Ca fait longtemps qu’on n’avait pas parlé cheveux par ici. Enfin surtout de mes cheveux ! Deux mois et demi quand même. Pour la très légèrement obsessive capillaire que je suis, ça fait une éternité. Surtout que cette année, ils en ont quand même vu de toutes les couleurs. Littéralement. Je vous avais laissées mi-février avec une chevelure dans tous ses états : j’avais du brun, du blond, des reflets roux, du bleu aussi à cause d’un hairchalk et mes cheveux blancs étaient revenus. En soi, le mélange des différentes couleurs ne me dérangeait pas forcément. Ca avait son charme. Et puis surtout j’aimais beaucoup l’ombré hair qu’on m’avait fait début décembre (et dont il faut vraiment que je vous parle) donc je ne voulais pas y toucher. D’un autre côté, je ne pouvais plus supporter mes cheveux blancs qui sont vraiment de plus en plus visibles.
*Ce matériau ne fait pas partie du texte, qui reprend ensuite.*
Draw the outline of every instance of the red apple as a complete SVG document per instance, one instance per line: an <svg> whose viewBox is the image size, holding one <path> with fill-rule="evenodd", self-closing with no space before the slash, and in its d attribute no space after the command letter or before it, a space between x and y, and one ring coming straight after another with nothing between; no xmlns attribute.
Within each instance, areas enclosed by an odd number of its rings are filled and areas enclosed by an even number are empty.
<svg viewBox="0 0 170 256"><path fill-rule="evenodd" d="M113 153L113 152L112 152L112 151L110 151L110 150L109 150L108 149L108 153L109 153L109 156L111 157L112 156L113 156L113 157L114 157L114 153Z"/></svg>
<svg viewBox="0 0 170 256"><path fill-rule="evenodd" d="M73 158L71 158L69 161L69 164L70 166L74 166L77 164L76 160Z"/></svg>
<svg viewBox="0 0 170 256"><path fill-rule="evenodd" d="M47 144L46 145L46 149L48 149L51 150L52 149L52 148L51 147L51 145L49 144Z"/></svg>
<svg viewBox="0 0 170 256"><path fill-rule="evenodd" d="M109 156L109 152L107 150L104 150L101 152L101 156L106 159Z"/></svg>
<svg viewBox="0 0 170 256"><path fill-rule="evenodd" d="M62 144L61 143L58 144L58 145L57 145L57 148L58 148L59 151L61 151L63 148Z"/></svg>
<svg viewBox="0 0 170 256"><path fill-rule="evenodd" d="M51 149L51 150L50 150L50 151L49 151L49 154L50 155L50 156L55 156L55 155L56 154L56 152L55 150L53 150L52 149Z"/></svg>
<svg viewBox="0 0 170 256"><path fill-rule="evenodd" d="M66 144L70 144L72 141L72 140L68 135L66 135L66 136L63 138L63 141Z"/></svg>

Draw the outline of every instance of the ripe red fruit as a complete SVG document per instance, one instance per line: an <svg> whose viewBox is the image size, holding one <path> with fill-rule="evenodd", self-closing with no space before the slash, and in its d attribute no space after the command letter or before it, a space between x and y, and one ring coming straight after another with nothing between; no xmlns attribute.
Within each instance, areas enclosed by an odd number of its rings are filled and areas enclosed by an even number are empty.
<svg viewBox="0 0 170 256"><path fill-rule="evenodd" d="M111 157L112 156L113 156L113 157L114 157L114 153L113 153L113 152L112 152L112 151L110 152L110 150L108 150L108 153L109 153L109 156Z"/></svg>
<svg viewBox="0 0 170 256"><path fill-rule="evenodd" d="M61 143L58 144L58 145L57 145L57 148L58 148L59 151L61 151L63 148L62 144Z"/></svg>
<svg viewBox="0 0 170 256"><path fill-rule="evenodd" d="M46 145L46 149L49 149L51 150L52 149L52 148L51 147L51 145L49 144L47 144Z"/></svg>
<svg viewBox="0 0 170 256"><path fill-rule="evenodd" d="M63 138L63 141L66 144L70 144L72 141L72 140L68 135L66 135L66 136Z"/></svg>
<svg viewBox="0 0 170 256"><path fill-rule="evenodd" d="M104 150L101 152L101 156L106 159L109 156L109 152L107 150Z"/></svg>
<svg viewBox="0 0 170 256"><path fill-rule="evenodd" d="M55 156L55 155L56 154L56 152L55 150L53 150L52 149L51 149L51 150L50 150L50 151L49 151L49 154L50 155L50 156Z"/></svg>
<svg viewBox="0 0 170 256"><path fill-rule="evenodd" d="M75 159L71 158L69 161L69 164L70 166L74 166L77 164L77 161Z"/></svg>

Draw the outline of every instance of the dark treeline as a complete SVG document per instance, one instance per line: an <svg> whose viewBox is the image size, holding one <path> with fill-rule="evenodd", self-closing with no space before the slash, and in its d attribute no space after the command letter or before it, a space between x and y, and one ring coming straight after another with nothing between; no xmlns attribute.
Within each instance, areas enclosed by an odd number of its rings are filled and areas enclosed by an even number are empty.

A chaque fois que je me regardais dans le miroir, j’avais envie de m’arracher les cheveux pour m’en débarrasser. Mais vu que j’en ai désormais beaucoup (ô rage, ô désespoir), j’aurais alors fini limite chauve. Autant opter pour une solution plus simple, le passage chez le coiffeur.
Cette fois, je n’étais pas du tout stressée comme souvent
quand je mets les pieds dans un salon de coiffure (car on ne sait jamais
comment on en ressortira) parce que je savais exactement ce que je voulais. Et
comme c’était quand même hyper simple, je me disais qu’il n’y avait aucun
risque de se tromper et de tomber à côté. Hum, hum, l’excès de confiance…
Quelle erreur. J’y allais pour me faire colorer les racines afin de camoufler ces
affreux cheveux blancs et pour me faire couper la frange qui n’était plus
qu’une vilaine mèche. Je ne voulais ni me couper les cheveux, ni colorer mes
longueurs tout simplement parce que je ne voulais pas toucher à mon ombré hair.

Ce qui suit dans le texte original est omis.